2022 was the year Tesla opened FSD Beta to a much larger audience. The Safety Score threshold dropped, the v10.69 series brought meaningful improvements, and version 11 arrived in November with a fundamentally new architecture.
FSD Version Timeline
| Version | Release | Key Change |
|---|---|---|
| FSD Beta 10.10-10.12 | Jan–Jul 2022 | Continued refinement of v10 stack |
| FSD Beta 10.69 | Aug 2022 | Major update, improved intersection handling |
| FSD Beta 10.69.25 | Dec 2022 | Final polish of v10 architecture |
| FSD Beta 11.0 | Nov 2022 | Unified highway + city driving stack |
Wider Access via Safety Score
Tesla progressively lowered the Safety Score threshold required to access FSD Beta throughout 2022. What began as a score of 100 (essentially perfect driving) dropped to 98, then 95, and eventually to 80 by September. This meant hundreds of thousands of additional Tesla owners could download and test the system. By year's end, Tesla reported over 400,000 vehicles running FSD Beta in North America.

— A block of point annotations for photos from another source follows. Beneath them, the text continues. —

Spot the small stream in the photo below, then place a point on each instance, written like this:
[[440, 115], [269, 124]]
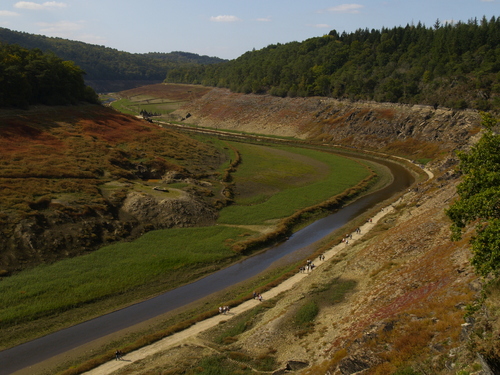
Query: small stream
[[297, 247]]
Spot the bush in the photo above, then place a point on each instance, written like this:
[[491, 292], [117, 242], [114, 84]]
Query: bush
[[307, 313]]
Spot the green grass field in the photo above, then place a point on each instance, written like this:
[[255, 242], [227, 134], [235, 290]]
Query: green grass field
[[272, 183], [156, 257], [275, 185]]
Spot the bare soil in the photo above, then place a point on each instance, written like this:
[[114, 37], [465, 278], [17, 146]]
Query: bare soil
[[412, 285]]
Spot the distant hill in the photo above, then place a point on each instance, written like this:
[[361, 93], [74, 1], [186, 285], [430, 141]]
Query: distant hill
[[107, 66], [29, 76], [453, 65]]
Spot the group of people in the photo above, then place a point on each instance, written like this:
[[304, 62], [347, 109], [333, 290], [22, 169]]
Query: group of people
[[118, 355], [310, 265], [257, 296], [223, 310]]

The wider rollout was a calculated risk: more drivers meant more edge cases, more data, and inevitably more incidents. But it also meant Tesla's neural networks received exponentially more training data from diverse driving conditions.
The v10.69 Series
Version 10.69, released in August, was the most refined iteration of the original FSD architecture. It brought smoother intersection handling, better pedestrian detection, and more confident unprotected left turns. The subsequent 10.69.x patches addressed specific failure modes reported by the growing tester base. For many long-term testers, 10.69.25 in December represented the high point of the v10 era.

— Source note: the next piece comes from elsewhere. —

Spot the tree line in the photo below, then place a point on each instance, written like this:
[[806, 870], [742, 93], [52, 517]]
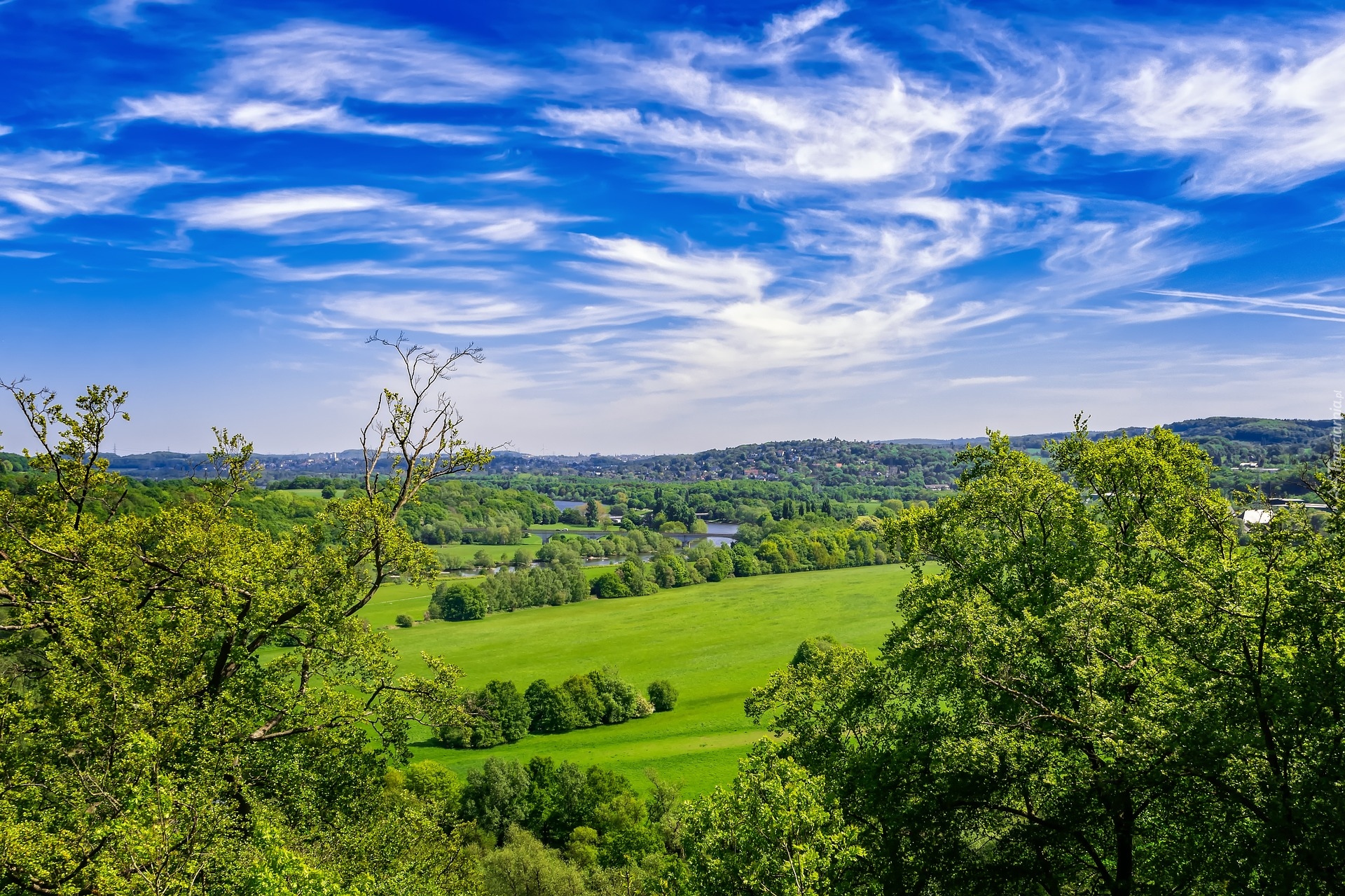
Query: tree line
[[1099, 681], [499, 713]]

Version 11: A New Architecture
FSD Beta 11.0, released on November 12, merged the previously separate highway and city driving stacks into a single unified system. Before v11, switching between highway Autopilot and city FSD Beta involved a visible handoff that sometimes caused jerky transitions. The unified stack eliminated this boundary, treating all roads with the same neural network pipeline. The architecture was still based on discrete perception and planning modules, but the integration was significantly deeper.
EU Status
Europe remained locked out of FSD Beta throughout 2022. Tesla made no public progress on EU type-approval for city-streets autonomy. The regulatory gap between US and EU grew more visible as the US beta fleet expanded. European owners continued to see only basic Autopilot and Navigate on Autopilot for highway driving.
What Changed for Owners
The FSD Beta experience in 2022 was noticeably better than 2021. Fewer phantom braking events, smoother lane changes, and more confident intersection navigation made it usable for daily commuting in familiar areas. However, the system still required constant supervision and would occasionally make decisions that alarmed passengers. The gap between impressive demo drives and reliable daily transport remained the core challenge.